With historic Thomson Hydro Station on the St. Louis River as a backdrop, Minnesota Power welcomed Deputy Undersecretary of the Navy Jodi Greene and other Navy personnel at a reception Wednesday as part of Navy Week activities.
ALLETE President Bethany Owen welcomed Greene and other special guests, including Duluth Mayor Emily Larson, state Representative Dave Lislegard, and sailors from the USS Constitution and the USS Minneapolis/St. Paul.
ALLETE CEO Al Hodnik, several city council and township board members also attended, along with a representative from Jay Cooke State Park and the Yellow Ribbon regional outreach coordinator for northern Minnesota.
“One reason we’re so honored to be a part of Navy Week is the deep connection we have with those who serve in the military and their families,” Owen said. “ALLETE/Minnesota Power was named a Yellow Ribbon company in 2016 and ALLETE Clean Energy followed in 2017. These designations formally recognize what ALLETE and all of its businesses have been doing from the very beginning — supporting service members, veterans and their families — in peacetime and in wartime.”
Greene said support for service members and veterans from companies like Minnesota Power and ALLETE is important for the nation.
“I commend Minnesota Power and ALLETE for being a Yellow Ribbon company,” Greene said. “Holding up our veterans is what makes America great.”
Greene also said energy facilities like Thomson play a role in the success of the Navy¹s mission and are critical assets in keeping both the armed services and the nation strong. Greene and Larson shared the news announced earlier in the day that the USS Minneapolis-Saint Paul would be commissioned in Duluth sometime in the next 12-16 months. Greene is sponsor for the littoral combat ship.
To mark the occasion, Hodnik and Owen presented Greene with a commemorative copper medallion that features Minnesota Power’s hydro facilities.

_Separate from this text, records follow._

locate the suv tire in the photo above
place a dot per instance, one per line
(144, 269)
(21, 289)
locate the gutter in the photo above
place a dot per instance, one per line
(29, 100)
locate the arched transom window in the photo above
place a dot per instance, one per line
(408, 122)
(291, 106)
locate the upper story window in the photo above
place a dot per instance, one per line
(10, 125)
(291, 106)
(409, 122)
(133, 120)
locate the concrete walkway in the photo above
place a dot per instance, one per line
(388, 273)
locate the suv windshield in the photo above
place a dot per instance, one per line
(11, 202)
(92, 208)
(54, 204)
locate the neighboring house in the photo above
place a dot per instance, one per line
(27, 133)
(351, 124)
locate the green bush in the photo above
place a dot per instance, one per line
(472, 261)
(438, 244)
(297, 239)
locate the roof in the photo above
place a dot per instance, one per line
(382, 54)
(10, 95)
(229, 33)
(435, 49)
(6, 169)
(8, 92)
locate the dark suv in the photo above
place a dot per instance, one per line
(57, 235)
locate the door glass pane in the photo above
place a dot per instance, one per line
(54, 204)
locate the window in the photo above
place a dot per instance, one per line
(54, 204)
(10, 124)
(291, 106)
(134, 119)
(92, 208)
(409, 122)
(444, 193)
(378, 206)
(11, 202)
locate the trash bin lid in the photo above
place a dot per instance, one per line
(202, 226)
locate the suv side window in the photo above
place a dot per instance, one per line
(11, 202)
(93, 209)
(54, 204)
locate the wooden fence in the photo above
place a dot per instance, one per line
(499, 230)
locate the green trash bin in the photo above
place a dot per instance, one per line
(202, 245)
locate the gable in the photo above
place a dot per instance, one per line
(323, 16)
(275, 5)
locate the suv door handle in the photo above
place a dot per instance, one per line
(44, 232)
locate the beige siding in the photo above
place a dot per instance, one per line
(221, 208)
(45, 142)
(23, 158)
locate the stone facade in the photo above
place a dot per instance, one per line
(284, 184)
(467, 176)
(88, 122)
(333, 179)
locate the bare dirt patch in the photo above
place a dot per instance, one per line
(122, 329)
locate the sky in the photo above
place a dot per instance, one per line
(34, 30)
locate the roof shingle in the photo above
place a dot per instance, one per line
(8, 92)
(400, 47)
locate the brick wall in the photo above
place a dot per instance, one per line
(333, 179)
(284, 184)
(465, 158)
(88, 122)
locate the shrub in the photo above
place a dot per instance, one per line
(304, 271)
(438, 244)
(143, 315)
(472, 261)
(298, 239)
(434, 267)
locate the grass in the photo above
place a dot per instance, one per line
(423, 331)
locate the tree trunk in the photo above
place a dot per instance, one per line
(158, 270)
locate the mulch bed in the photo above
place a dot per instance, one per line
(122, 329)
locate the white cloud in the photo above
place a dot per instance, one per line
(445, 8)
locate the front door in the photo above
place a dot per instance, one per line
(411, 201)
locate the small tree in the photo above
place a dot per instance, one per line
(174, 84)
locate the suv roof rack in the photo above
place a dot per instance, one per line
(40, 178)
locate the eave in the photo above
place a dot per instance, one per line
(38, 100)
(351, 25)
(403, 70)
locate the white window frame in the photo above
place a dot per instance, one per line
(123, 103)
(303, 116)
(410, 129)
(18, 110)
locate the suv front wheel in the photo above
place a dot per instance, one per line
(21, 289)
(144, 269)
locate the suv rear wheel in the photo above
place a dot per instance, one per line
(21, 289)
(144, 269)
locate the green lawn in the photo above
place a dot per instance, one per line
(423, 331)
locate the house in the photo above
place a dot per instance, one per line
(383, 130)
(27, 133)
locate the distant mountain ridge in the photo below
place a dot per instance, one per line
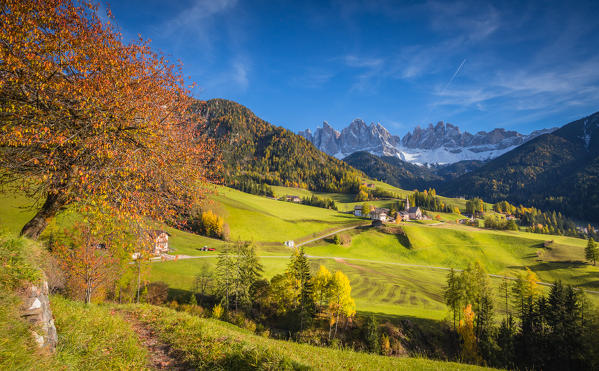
(255, 152)
(442, 143)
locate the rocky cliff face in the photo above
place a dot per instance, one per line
(36, 309)
(442, 143)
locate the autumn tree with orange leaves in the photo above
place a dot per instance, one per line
(91, 121)
(90, 264)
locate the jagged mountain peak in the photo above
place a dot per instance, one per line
(441, 143)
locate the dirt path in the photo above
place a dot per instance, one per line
(158, 352)
(328, 234)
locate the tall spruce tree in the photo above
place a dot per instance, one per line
(299, 268)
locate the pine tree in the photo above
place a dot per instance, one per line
(372, 335)
(591, 252)
(299, 268)
(452, 294)
(225, 273)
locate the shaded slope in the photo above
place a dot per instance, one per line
(557, 171)
(255, 150)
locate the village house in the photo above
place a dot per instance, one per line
(379, 214)
(160, 241)
(358, 210)
(293, 198)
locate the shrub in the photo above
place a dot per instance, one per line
(157, 293)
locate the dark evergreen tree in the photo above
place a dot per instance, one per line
(299, 268)
(372, 334)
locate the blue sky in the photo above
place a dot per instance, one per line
(479, 65)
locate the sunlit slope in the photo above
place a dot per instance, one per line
(255, 218)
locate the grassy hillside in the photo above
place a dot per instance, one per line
(261, 219)
(211, 344)
(375, 261)
(89, 336)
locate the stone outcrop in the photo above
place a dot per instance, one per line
(36, 310)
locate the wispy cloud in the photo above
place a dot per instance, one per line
(195, 17)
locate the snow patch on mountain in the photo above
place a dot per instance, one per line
(443, 143)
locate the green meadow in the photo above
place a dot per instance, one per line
(390, 274)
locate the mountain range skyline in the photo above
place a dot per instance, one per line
(442, 143)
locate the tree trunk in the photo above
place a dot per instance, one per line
(54, 202)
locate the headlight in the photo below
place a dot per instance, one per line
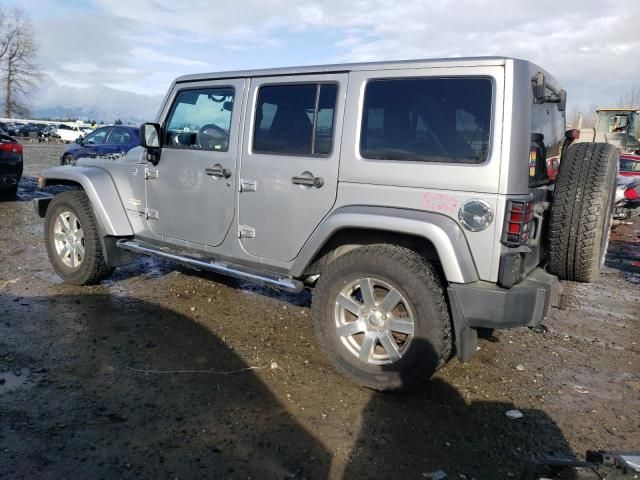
(475, 215)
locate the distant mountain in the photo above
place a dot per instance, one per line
(99, 102)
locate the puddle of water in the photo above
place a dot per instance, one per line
(9, 381)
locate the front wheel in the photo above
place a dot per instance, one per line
(72, 240)
(381, 317)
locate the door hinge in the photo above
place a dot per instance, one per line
(150, 173)
(244, 231)
(151, 214)
(248, 185)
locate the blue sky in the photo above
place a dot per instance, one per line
(141, 45)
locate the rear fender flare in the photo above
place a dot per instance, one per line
(443, 232)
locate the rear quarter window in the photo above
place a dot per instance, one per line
(435, 119)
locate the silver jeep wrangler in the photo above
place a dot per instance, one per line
(412, 197)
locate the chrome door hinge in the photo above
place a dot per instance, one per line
(150, 173)
(248, 185)
(151, 214)
(244, 231)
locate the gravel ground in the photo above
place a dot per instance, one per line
(85, 390)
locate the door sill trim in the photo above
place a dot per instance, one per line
(273, 280)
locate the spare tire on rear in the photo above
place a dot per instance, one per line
(581, 211)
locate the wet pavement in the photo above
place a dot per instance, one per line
(160, 372)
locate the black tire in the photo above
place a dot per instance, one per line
(68, 160)
(581, 211)
(416, 280)
(93, 267)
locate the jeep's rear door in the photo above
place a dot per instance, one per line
(290, 157)
(190, 193)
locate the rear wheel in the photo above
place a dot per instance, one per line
(381, 317)
(72, 240)
(581, 211)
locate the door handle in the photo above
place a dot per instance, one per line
(218, 171)
(306, 179)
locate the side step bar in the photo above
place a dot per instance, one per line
(217, 266)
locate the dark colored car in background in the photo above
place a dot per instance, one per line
(102, 141)
(8, 128)
(27, 130)
(10, 164)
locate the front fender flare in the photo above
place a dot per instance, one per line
(102, 193)
(443, 232)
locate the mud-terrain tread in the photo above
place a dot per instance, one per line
(580, 210)
(414, 267)
(94, 267)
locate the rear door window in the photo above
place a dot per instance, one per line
(427, 120)
(295, 119)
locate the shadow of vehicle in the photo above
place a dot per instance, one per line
(89, 406)
(623, 253)
(431, 429)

Following lunch and remarks, Greene was among those who toured Thomson Hydro, which is the heart of Minnesota Power’s hydroelectric system. During World War II, Minnesota Power was mostly a hydroelectric utility and its hydro generators, like Thomson, supplied the power that Iron Range mines needed to produce the iron ore for building ships, tanks and airplanes. It continues to produce reliable, renewable carbon-free energy today.